Es wurde also eine theologische Verbindung zwischen dem eisenhaltig-rötlichen Wasser und dem am Kreuz vergossenen Blut Christi hergestellt. So wie dieses die Menschen von ihren Sünden erlöste, soll jenes die Kranken von ihren Gebrechen heilen - irdische Heilung und übernatürliches Heil sind eng verbunden.
Die beiden vom Abt geweihten Glocken sollten die Kranken, die sich im Bad aufhalten, zur Andacht rufen und zugleich alle Unwetter abwehren.
Die offizielle Weihe der Kapelle und ihres Altars nahm am 27. Mai 1710 der Freisinger Fürstbischof Johann Franz Eckher Freiherr von Kapfing und Liechteneck vor. Im Altar wurde dabei ein Reliquienpartikel des Bistumspatrons St. Korbinian beigesetzt - wohl ein Zeichen der besonderen Wertschätzung für Abt Quirin und sein Kloster.
Die Hl. Kreuz-Kapelle war fortan das geistliche Zentrum des Wildbades, wo sich die Kranken zu Gebet und Gottesdienst versammelten. Die Andachten galten zuvorderst dem Leiden Christi. So war es nur natürlich, dass Abt Quirin einen Splitter vom Kreuz Christi, den er 1712 mit Fürstbischof Eckher gegen eine Quirinus-Reliquie eingetauscht hatte, hierher bringen ließ. Er befindet sich bis heute an einer Seitenwand der Kapelle, gefasst in eine Nachbildung der Heiligen Lanze aus den (heute in Wien aufbewahrten) Reichskleinodien.

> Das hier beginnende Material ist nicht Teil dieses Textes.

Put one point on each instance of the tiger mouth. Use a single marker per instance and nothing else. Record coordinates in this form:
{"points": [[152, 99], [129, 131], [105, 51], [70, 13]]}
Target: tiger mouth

Auch nach dem Ende des Klosters, als König Max I. Joseph gegenüber dem alten Bad eine große moderne Kuranstalt errichten ließ, behielt die Kapelle ihre Funktion; denn für "Kurseelsorge" sollte auch nun gesorgt sein: 1824 stiftete der König den Unterhalt für einen Priester, der während der Sommermonate in der Badkapelle Gottesdienst zu halten und sich um kranke Badegäste zu kümmern hatte. (Im Winter versah er die Seelsorge in der Glashütte und hielt dort Schulunterricht für die Kinder der Gegend.)
Abseits vom Kurbetrieb lebte lange Jahre im (heute nicht mehr bestehenden) Ökonomiegebäude des Wildbades der Kiem Pauli. Die Unterstützung durch Herzog Ludwig Wilhelm ermöglichte ihm, sein Leben ganz dem Sammeln alpenländischer Lieder und der Wiederbelebung der bayerischen Volksmusik zu widmen. Zu seinem Namenstag erklang am 29. Juni 1933 in der Kapelle erstmals die Deutsche Bauernmesse von Anette Thoma.
Die Kapelle wird vom herzoglichen Haus als ein besonderes Schmuckstück gepflegt. Jeweils am ersten Sonntag im Monat ist sie um 11 Uhr (bei einer Messe) öffentlich zugänglich. Nur ein paar Meter daneben fließt das heilsame Quellwasser von Wildbad Kreuth in einem kleinen Bächlein der Weißach zu. Seit Jahren wird es nicht mehr abgefüllt und als Heilwasser vertrieben, aber jeder kann es hier für sich schöpfen.